「さぁ、始めよう。脱いで」

私は、バスローブを脱ぎ、又さっきのポーズをとった。

「いいよ」

神矢はパレットに絵の具を出して混ぜ始めた。揮発性油の独特の匂いがした。

「油絵って、こんなに匂うのね」
「嫌かい?」
「ううぅん。アトリエって感じ……」
「そのうち慣れるよ」
「そうね……」

神矢は黙って描き始めた。難しい顔をしたり、納得したような顔をしたりして、描き進んでいった。裸でジッとしている私は、時間の感覚がわからなかった。
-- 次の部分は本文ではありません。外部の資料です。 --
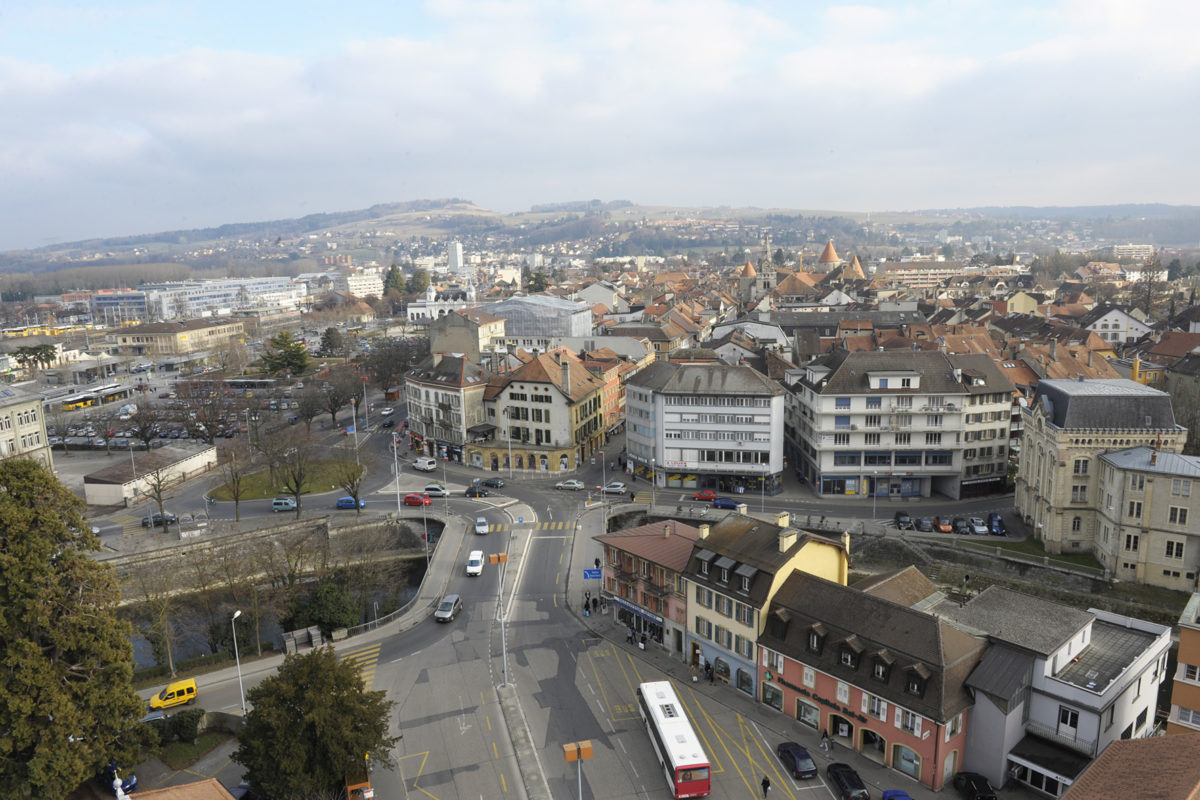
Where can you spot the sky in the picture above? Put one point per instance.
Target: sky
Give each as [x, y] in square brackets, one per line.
[141, 116]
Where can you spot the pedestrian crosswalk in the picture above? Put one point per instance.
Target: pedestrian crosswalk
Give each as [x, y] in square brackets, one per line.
[499, 528]
[366, 659]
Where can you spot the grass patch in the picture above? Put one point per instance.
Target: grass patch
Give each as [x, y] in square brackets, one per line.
[324, 475]
[181, 755]
[1033, 548]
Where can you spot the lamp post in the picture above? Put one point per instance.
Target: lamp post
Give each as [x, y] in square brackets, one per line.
[233, 623]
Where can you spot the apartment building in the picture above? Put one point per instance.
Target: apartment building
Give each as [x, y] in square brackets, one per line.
[1185, 715]
[445, 402]
[736, 569]
[900, 425]
[1066, 429]
[879, 678]
[706, 426]
[642, 581]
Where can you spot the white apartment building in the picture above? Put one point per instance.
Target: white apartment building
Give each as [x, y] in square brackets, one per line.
[363, 282]
[706, 426]
[900, 425]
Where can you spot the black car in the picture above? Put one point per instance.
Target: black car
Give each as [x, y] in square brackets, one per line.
[972, 786]
[846, 783]
[797, 761]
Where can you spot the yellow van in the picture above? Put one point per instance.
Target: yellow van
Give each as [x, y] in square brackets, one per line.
[178, 693]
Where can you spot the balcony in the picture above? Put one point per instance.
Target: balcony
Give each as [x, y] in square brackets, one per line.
[1085, 746]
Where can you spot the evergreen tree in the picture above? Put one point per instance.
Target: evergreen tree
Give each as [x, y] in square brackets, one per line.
[285, 354]
[312, 723]
[66, 699]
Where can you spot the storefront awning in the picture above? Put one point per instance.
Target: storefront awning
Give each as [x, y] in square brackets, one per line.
[637, 609]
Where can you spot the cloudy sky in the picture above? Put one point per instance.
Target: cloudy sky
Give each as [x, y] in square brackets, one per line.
[123, 118]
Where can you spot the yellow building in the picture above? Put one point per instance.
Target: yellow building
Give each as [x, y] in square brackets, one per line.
[736, 567]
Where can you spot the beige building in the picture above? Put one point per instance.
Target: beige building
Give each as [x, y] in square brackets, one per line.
[1060, 487]
[157, 340]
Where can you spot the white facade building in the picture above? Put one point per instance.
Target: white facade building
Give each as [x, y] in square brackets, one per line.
[706, 426]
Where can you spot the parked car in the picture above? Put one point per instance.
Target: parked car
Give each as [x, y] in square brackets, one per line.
[972, 786]
[846, 783]
[283, 504]
[448, 608]
[796, 759]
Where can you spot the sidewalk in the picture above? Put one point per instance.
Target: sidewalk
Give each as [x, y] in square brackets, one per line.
[778, 727]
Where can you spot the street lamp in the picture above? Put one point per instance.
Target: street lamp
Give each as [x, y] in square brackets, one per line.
[233, 623]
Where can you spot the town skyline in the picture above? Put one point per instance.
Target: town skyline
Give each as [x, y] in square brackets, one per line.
[133, 119]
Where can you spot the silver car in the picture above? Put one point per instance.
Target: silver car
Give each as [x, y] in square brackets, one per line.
[448, 608]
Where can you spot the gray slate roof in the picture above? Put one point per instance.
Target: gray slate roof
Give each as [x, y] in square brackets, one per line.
[705, 379]
[1031, 623]
[1109, 403]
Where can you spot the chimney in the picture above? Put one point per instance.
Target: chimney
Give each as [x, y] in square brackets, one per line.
[786, 540]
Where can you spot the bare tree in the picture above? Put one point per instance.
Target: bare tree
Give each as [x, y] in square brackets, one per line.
[349, 475]
[237, 461]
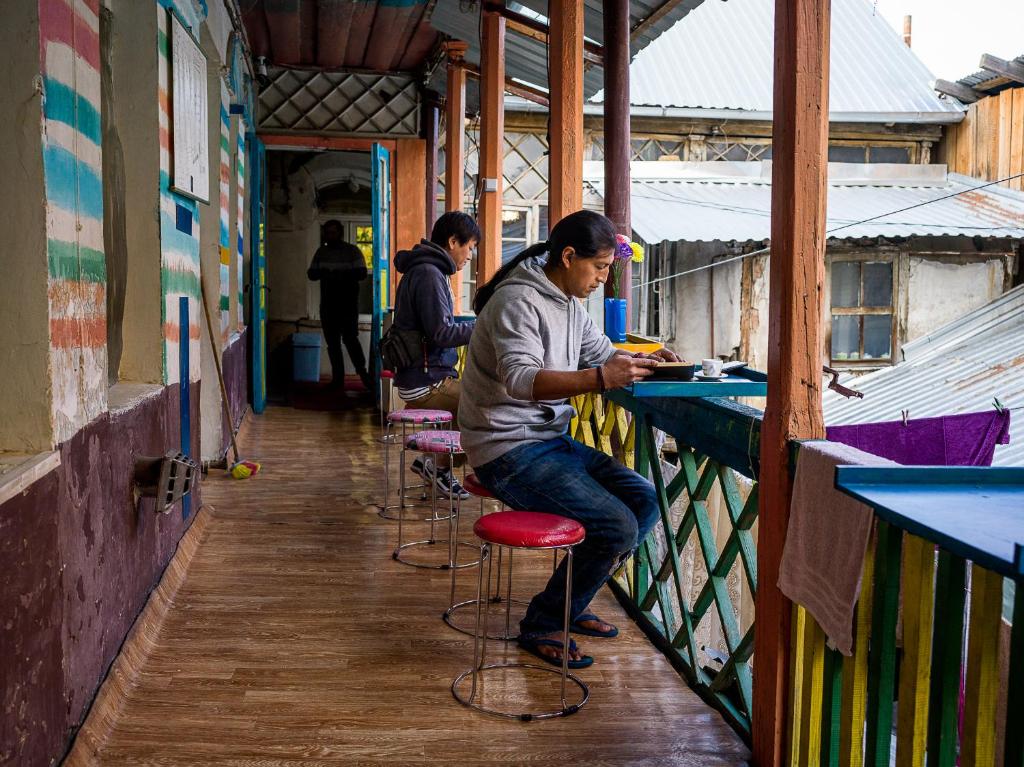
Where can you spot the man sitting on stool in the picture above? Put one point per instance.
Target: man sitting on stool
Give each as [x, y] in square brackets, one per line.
[340, 267]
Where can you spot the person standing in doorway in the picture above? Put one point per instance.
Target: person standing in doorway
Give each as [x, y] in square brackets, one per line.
[339, 267]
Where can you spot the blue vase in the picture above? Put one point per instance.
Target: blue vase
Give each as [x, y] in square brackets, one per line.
[614, 320]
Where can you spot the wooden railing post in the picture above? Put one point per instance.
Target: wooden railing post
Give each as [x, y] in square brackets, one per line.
[800, 144]
[566, 109]
[492, 143]
[616, 128]
[455, 143]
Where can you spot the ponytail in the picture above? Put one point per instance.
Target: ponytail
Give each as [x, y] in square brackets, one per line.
[484, 292]
[589, 235]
「もう四時半だな。今日はここまでにしておこう」と神矢が言った。私はパンティをはき、ブラジャーをつけようとしていた。すると、彼がこっちへ来て言った。

「さわっちゃダメかい? ……」

私はポカンと、彼を見上げた。

「いいわ……」

彼は私の隣に座った。そして左腕を私の首に回し、私を支え、右手で私の左胸を覆った。私の小さな胸は、彼の大きな手のひらの中におさまった。彼はその手をゆっくりと揺らした。

「あっ……」と私は小さな声をたて、のけぞった。彼はその私の首筋に顔を寄せてきて、耳元にキスをした。

そうしながら、左手で髪を何度も撫でた。私は上気して、体が熱くなった。

「抱いて……」
「………」

彼は黙って愛撫し、右の胸も撫でさすった。